Shares in Thomas Cook soared by 45% on Wednesday morning.
Following a week where shares plunged by 60%, they rebounded after Moody’s changed the outlook from negative from stable.
The company’s stock value has plummeted over the past week since the group issued a second profit warning in a couple of months.
Holiday bookings through Thomas Cook fell over the summer as the heat wave led more people to stay in the UK.
“2018 was a disappointing year for Thomas Cook, despite achieving some important milestones in our strategy for transforming the business,” said the group’s chief executive Peter Fankhauser last week.

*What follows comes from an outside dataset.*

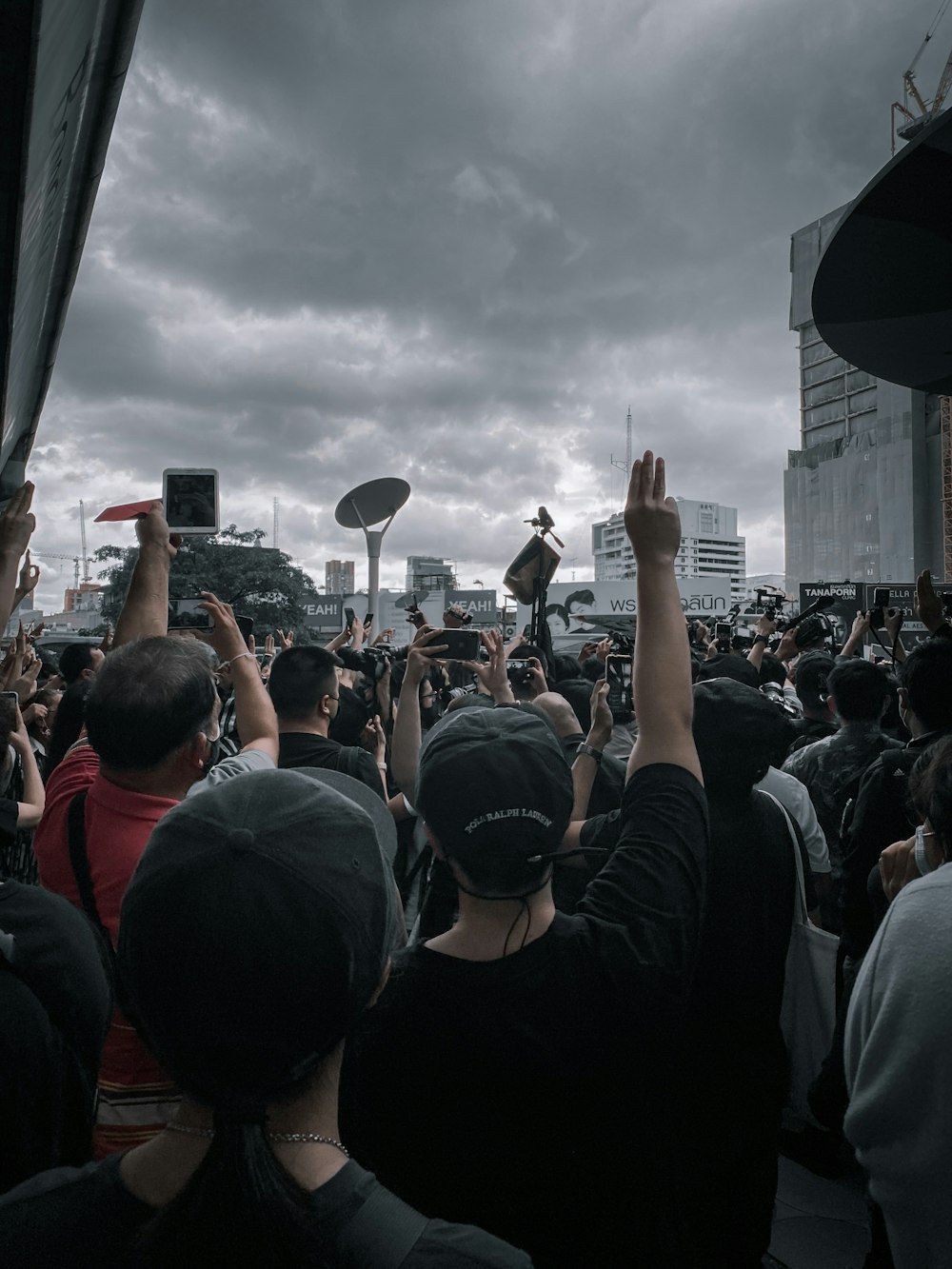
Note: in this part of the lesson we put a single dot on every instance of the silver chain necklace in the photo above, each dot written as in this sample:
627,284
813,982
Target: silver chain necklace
272,1136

“After a good start to the year, we experienced a larger-than-anticipated decline in gross margin following the prolonged period of hot weather in our key summer trading period,” he added.
Vitali Morgovski, Moody’s assistant vice president-analyst, said: “Our rating action reflects the deterioration of credit metrics after unfavourable earnings development in the financial 2018 and the group’s weakened liquidity.”
“Furthermore, the negative outlook reflects Moody’s concerns regarding the company’s ability to recover its profitability and cash generation in the coming fiscal year as the macroeconomic tailwind becomes less supportive whereas the outcome of Brexit negotiations and their potential impact on customer behaviour that may include a shift to late bookings exacerbates the uncertainty,” he added.
Shares in Thomas Cook (LON: TCG) are currently trading +36.37% (1311GMT).